Lucien Leuwen, c'est un long roman sur la société pendant la monarchie de Juillet. Stendhal ne cache que très peu son mépris pour cette société monarchiste de l'apparence, de la dispute et des non-dits. Avec son ironie piquante et systématique, la quasi-totalité des personnages du roman apparaissent comme des Tartuffe, des acteurs zélés et engagés dans leur époque mais dont le ridicule ne peut pas échapper au lecteur. Stendhal décrit une France décadente et désenchantée, où les idéaux de la Révolution ont été piétinés par une nouvelle bourgeoisie méprisant l'ancienne noblesse légitimiste qui espère encore un retour à ses privilèges du siècle précédent. On y retrouve tous les ingrédients d'une société en déclin : la corruption, le népotisme, l'hypocrisie et la stupidité.
Le personnage éponyme fait pourtant exception. Lucien est un jeune polytechnicien, admirateur des idéaux de la République et fils d'un riche banquier parisien. Il est charmant, son entourage l'admire, le respecte ou l'envie, mais il ne laisse personne indifférent. Il ne fait pas exception aux gens de son âge : il cherche sa place dans un monde où les idéaux sont piétinés par toutes les considérations prosaïques et ennuyeuses de son époque. Engagé dans un régiment de lanciers à Nancy, il veut croire à une histoire d'amour avec madame de Chasteller. Cette histoire, aussi intense que brève, se termine lorsque Lucien est rattrapé par ses origines. De retour à Paris, il est propulsé malgré lui et grâce à l'influence de son père au ministère de l'Intérieur. De là, il est le témoin interrne du pouvoir dans ces tristes années 1830. Manipulation d'éléctions, mépris des élites pour les nouvelles classes populaires, détournement de fonds publics, trafic d'influence, etc. En l'espace de quelques mois, rien ne lui est épargné. Son intelligence lui permet de s'en sortir facilement dans ce monde dont Stendhal nous montre habilement qu'il est peuplé de gens médiocres et sans esprit.

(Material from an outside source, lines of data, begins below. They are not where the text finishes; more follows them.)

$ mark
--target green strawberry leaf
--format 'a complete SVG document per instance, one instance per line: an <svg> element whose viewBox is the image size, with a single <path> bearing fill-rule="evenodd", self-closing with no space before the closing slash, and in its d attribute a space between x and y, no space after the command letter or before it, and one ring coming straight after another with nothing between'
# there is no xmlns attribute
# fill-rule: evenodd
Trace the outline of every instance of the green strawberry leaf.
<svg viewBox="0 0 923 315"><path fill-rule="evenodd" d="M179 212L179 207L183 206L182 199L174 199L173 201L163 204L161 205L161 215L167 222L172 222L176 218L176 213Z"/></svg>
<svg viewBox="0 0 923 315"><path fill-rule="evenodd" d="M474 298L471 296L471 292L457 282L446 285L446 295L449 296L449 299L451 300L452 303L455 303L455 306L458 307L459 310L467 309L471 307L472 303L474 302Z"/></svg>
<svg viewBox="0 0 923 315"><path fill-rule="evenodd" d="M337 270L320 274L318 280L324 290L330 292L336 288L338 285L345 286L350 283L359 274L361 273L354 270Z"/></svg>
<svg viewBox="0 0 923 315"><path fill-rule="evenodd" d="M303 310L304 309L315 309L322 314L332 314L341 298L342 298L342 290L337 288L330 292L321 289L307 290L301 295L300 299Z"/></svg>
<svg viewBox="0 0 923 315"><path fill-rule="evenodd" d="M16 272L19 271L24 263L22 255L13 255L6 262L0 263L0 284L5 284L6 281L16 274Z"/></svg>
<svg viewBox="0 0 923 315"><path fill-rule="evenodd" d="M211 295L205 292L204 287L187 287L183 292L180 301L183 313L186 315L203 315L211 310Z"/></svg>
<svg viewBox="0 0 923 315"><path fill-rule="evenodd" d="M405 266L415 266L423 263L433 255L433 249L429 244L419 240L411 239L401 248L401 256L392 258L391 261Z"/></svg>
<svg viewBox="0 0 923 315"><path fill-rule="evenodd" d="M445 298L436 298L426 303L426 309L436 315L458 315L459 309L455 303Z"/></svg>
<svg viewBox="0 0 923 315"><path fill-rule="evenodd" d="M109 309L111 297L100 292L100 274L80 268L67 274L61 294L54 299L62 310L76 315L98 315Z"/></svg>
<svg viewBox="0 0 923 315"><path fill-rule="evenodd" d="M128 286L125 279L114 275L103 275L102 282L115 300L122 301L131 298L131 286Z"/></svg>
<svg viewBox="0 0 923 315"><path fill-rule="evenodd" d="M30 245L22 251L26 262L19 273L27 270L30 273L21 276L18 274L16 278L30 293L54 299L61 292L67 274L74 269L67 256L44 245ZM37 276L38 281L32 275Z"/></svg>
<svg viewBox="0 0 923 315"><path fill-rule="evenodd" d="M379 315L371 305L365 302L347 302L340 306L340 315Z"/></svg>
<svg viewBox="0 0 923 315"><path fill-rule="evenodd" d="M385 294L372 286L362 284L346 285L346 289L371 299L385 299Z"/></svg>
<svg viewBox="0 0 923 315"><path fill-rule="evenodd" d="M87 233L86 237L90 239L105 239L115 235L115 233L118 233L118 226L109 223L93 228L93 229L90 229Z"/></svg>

Et ensuite ? Le roman s'achève assez brusquement, mais avec un sentiment d'en avoir assez vu. Stendhal n'est pas Balzac, mais sa vision perçante de l'âme des hommes n'a que trop bien réussi à nous montrer ce qu'il méprisait le plus dans la société du XIXe siècle. Lucien Leuwen, c'est un peu l'archétype du jeune homme brillant, pleins d'illusions et d'idéaux mais que la société aura finalement réussi à enfermer.